Living Like a Rockstar
More often than not, Tony got the Rockstar welcome. This is especially true in China. I have experienced something similar at World Memory Championships. After spending three days on stage overseeing the competition, when it came to the awards ceremony, you would have hordes of young people asking for selfies with you or sometimes autographs. This is an odd phenomenon and does give your taste of what ‘true’ celebrities feel like. Of course, it would be churlish to refuse despite feeling uncomfortably immodest.
Another, curious phenomena in China: I was welcomed to the conference room by the intro to Queen’s “We Will Rock You” banged on the desks each morning. If this happened in England you’d put it down to sarcasm but it was sincere and done out of respect.
Tipsy Teachers
On another occasion, a group of us were addressing a teachers’ conference. It was the last day of a longer event and the night before had been their closing celebrations. About two thirds of the audience were hungover and the remaining third were still drunk! Needless to say, we just abandoned most of what we’d planned and opted for some less demanding guided visualisation instead.
Cunning Kids
Speaking in schools can be interesting. I’ve had some great experiences with nice kids but occasional less then ideal situations. I was once conducting a Schools’ Memory Championship when a full-on fight broke out. I think I’d been given the ‘detention group’ and one of the lads had been taunting the other mercilessly. I stood well back. Needless to say the headteacher came down on them like a ton of bricks.
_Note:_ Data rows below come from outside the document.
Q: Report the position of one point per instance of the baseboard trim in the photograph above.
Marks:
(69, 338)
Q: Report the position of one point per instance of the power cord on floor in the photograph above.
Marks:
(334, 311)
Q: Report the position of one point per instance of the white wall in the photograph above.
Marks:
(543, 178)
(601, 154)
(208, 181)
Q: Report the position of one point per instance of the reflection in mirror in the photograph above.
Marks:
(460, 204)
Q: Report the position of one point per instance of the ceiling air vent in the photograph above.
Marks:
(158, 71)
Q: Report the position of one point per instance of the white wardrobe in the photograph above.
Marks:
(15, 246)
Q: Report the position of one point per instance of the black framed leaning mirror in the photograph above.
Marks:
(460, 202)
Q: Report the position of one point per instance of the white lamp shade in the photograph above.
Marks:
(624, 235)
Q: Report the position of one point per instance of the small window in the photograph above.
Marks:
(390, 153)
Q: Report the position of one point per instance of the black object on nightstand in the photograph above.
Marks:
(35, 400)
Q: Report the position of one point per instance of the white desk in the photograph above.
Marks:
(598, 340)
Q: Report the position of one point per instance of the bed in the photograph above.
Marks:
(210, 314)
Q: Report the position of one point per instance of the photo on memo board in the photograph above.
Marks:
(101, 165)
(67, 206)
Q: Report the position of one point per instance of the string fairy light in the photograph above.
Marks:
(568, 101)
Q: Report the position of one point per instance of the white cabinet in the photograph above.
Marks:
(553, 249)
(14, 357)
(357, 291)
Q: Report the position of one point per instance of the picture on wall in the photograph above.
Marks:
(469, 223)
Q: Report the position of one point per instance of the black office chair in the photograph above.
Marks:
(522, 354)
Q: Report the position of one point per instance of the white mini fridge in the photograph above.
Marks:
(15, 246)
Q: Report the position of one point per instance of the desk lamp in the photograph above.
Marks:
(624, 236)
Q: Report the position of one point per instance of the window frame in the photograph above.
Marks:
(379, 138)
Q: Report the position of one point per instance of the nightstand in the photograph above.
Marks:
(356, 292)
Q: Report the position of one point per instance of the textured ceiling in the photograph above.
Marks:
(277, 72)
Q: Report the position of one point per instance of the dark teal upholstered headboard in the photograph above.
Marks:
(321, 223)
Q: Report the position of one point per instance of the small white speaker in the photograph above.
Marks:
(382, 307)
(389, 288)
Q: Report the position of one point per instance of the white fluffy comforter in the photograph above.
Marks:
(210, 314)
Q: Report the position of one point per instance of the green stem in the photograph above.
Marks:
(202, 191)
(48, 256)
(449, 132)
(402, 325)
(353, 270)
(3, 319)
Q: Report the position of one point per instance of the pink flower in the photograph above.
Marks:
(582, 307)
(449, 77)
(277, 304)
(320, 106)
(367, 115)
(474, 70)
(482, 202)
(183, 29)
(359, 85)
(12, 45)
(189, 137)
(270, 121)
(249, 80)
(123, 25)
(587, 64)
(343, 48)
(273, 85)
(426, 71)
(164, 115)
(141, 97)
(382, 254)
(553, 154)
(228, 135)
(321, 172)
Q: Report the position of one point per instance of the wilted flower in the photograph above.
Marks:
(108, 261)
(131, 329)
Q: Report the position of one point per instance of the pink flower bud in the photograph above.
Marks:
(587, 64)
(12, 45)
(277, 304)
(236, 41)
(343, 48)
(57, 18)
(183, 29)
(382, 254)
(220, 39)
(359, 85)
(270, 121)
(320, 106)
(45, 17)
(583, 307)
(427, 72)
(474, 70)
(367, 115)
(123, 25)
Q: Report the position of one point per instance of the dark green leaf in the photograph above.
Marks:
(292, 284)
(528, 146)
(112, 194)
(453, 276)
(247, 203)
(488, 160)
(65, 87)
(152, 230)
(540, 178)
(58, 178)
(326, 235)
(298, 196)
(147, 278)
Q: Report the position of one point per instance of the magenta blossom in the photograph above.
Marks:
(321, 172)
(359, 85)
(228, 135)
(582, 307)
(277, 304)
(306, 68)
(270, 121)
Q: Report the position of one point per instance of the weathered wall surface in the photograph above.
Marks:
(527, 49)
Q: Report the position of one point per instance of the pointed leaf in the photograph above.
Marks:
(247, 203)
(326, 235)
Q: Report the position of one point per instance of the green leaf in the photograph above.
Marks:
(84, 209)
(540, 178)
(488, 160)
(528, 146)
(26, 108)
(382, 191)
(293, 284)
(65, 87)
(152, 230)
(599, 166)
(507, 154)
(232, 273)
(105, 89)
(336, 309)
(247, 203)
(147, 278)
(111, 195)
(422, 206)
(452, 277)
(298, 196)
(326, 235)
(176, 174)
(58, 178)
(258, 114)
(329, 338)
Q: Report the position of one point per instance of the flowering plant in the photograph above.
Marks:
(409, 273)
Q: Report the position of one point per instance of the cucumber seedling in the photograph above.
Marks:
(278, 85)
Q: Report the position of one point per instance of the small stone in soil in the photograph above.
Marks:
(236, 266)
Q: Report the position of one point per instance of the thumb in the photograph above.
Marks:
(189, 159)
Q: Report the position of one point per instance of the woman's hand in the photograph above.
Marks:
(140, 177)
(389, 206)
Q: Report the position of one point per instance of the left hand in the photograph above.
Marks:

Kids can be very inventive. Another occasion, again with the Schools’ Memory Championship, I was running binary memorisation. In the World Championships if you make a mistake on a row you score half and two mistakes scores zero. This is too harsh for kids so we had a much more lenient scoring system whereby you scored one point for each correct digit and minus one for each error.
An enterprising kid did an entire page of binary. What he did was to count the number of ones in a row. If more than half were ones he filled the entire line with ones. If less than half were ones, he filled it with zeros. Thus, he could be confident that every line would at least score some points. He just memorised which lines were which (a much easier task). He ended up getting the best score in the room. I disqualified him for breaking the spirit of the rules but he got special commendation for initiative. I’m sure he’ll go far.